Deshalb, Herr Minister, begrüßen wir es ausdrücklich, dass Sie angekündigt haben, den Sie tragenden Fraktionen zu empfehlen, von der Heraufsetzung des Alters von 14 auf 16 Jahre abzusehen. Denn gerade jetzt zeigt sich, dass das im Einzelfall notwendig ist.
Ich bedauere sehr, dass Ihr Koalitionspartner, die Grünen, es offensichtlich nach wie vor ablehnt, dieses wichtige Instrument des Verfassungsschutzes, das natürlich rechtlich eingegrenzt ist, zu nutzen. Das halte ich angesichts der aktuellen Entwicklung schlechterdings für unverantwortlich. Damit nehmen sie in Kauf, dass sich solche Fälle unter den Augen des Staates wiederholen.
Ich möchte noch einen weiteren Punkt ansprechen, der ebenfalls in diese Debatte gehört. Er betrifft die Präventionsarbeit. Insofern begrüße ich ausdrücklich, dass mittlerweile auch die Kultusministerin Frau Heiligenstadt der Debatte folgt.
Das, was die Landesregierung an Präventionsarbeit vorgibt - Herr Limburg hat das eben noch einmal ausgeführt -, liest sich wie ein Sammelsurium von Einzelmaßnahmen. Diese mögen für sich gesehen ja alle gut überlegt und begründet sein,
aber dem liegt kein wissenschaftlich fundiertes Gesamtkonzept zugrunde, das in alle relevanten Bereiche hineinreicht und bei dem die einzelnen Aspekte ineinandergreifen. Sie, Herr Limburg, machen das vielmehr einfach parallel nebeneinander und hoffen, dass am Ende etwas Gutes dabei herauskommt. Aber das ist angesichts der Bedrohung, so wie sie sich jetzt realisiert hat, eindeutig zu wenig.
Was ist mit Elternarbeit? Wie wollen Sie insbesondere die Eltern muslimischer Kinder und Jugendlicher, aber auch die Eltern konvertierter Kinder und Jugendlicher einbeziehen? Wie soll die Einbeziehung der islamischen Verbände konkret aussehen?

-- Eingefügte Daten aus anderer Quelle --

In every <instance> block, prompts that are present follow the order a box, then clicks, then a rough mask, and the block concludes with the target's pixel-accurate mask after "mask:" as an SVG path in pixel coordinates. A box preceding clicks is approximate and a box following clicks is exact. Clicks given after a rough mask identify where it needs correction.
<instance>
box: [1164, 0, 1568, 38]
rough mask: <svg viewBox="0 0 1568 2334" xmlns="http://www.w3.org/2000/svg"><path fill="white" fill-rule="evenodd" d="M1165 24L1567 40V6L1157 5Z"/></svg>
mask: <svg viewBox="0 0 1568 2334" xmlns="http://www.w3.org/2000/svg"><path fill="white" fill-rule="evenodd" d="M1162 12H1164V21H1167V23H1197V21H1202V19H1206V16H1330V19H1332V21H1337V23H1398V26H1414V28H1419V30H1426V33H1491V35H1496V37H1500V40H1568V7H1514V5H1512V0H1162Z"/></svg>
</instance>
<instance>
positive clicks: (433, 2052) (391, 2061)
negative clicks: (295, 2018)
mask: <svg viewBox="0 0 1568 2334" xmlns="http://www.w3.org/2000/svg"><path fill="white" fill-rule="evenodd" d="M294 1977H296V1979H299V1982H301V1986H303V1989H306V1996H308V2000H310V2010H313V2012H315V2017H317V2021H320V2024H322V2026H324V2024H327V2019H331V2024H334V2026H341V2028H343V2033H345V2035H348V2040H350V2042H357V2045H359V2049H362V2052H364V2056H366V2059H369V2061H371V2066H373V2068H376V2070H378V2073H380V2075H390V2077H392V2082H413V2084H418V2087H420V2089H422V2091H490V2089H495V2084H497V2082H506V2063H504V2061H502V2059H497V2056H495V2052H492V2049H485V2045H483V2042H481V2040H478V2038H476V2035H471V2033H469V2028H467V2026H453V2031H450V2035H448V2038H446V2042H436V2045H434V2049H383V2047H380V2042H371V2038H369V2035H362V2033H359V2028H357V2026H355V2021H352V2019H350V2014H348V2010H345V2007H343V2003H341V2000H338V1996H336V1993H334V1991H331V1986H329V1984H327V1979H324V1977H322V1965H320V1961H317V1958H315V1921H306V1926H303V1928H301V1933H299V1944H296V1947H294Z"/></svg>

Herr Limburg, Sie haben zwar gesagt, der Gesprächsfaden sei aufgenommen worden, aber das Einzige, was sich in den Antworten auf unsere Anfragen darauf zur Islamismusprävention findet, ist ein Gespräch im Nachgang zur Absage des
Schoduvel in Braunschweig. Aber soll das wirklich alles sein? Was soll denn konkret passieren? Welche Rolle spielt das bei den Verträgen, die wir mit den islamischen Religionsgemeinschaften diskutieren? Wie wird das dort einbezogen?
Frau Heilgenstadt, was ist es denn mit der Präventionsarbeit an den Schulen? - Es ist ja gut, dass Sie das in den Fortbildungsveranstaltungen aufgreifen, aber entscheidend ist doch, dass das systematisch und flächendeckend in den Unterricht integriert wird.